Economic inequality also referred to as income inequality, refers to the extent to which income, commonly measured by household or individual, is distributed in uneven manner. Social scientists agree that that some level of economic inequality is necessary for any meaningful economic growth (Bardes, Shelly & Schmidt, 2008). However, the implications of the inequality have been felt in many countries, including the United States. This paper explores the various causes of income inequality and some ways that can be used to reduce it in the United States.
Among the most commonly cited causes of the income inequality includes various demographic changes such as changes in the relative sizes of various age and ethnic groups, increasing number of skilled college graduates, decline in the number of traditional family set up (Champernowne & Cowell, 1988). Other implicated causes include globalization and technological innovations, income taxes, increasing foreign trade and the dynamism observed in age structure of the society (Bardes et al, 2008).
The changes in age structure of the society contribute a lot to income inequality in the United States. According to Thomas sowell, while commenting on age, he outlined that most Americans grow their income as they advance in age, such that those people in the age brackets of 50 to 60 were several times wealthy than those who were in their 30s.
Some ways of reducing economic inequality includes the redistribution of wealth through taxes and benefits. This ensures that the wealth is moves from the rich to the poor to reduce the gap. This has been successfully done in Sweden. Another way is minimizing the differences in pre- tax payment. This ensures that the pay obtained by individuals or households does not have big differences before taxation (Champernowne & Cowell, 1988). This is a sure way of reducing the income inequality and has been successfully applied in Japan. Other ways includes political will in the United States since inequality is a political issue. This can be achieved through formation of unions and organizations that will champion for such reductions (Bardes et al, 2008).

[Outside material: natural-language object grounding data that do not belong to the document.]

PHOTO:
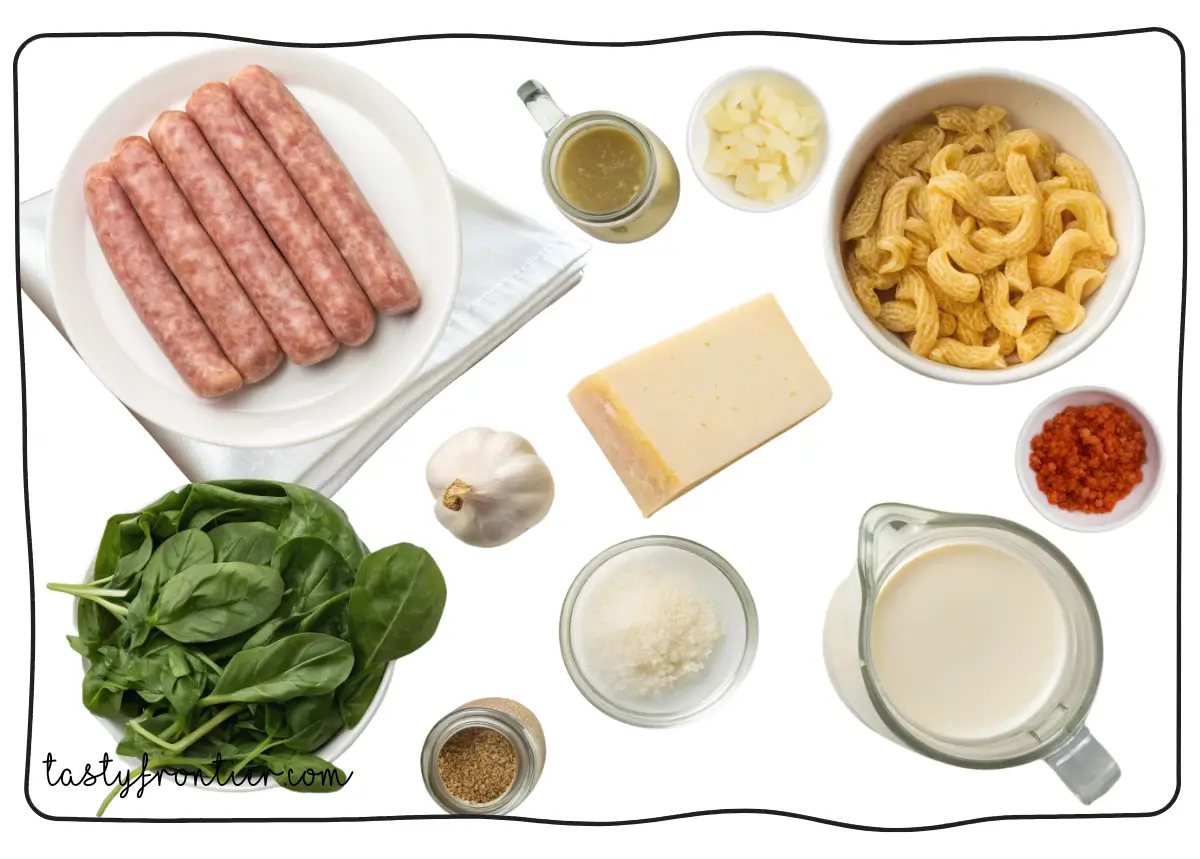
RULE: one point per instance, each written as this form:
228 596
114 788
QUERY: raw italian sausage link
195 259
241 240
153 290
282 210
329 188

According to Andersen & Taylor (p.197) Capitalism has divided people in the society into capitalist class, working class, petty bourgeoisie and lumphenploretariat. The capitalist class has the power and means of production while the working class trades their services for money. The petty bourgeoisie lacks means of production but has same mind as the capitalist class. The lumphenploretariat is the lowest person who can be easily used and dumped at will. The increasing polarization between the working class and the capitalist class has actually helped increase the income gap between the poor and the rich based on ideologies that are fostered by the capitalist system.

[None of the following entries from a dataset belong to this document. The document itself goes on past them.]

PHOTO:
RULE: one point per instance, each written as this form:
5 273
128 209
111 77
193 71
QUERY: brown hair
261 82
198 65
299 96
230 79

An ideology refers to belief systems that support the status quo (Andersen & Taylor, 2002, p198). The ruling class advances the ideas that are of interest to them. The capitalist system only work towards the ideas that will bring high returns to them, and this is the main concept that perpetuates income inequality since only the ruling cream benefits from this causing the rest and majority to earn peanuts. However, a system of ruling with better ideologies can see the reduction of the economic inequality. For instance in the United States the republican administration has been seen to enhance the income inequality but the democratic administrations have been observed to reduce significantly the income inequality(Bardes et al, 2008). The two competing administrations differ in ideologies which bring about the differences in the economic inequality.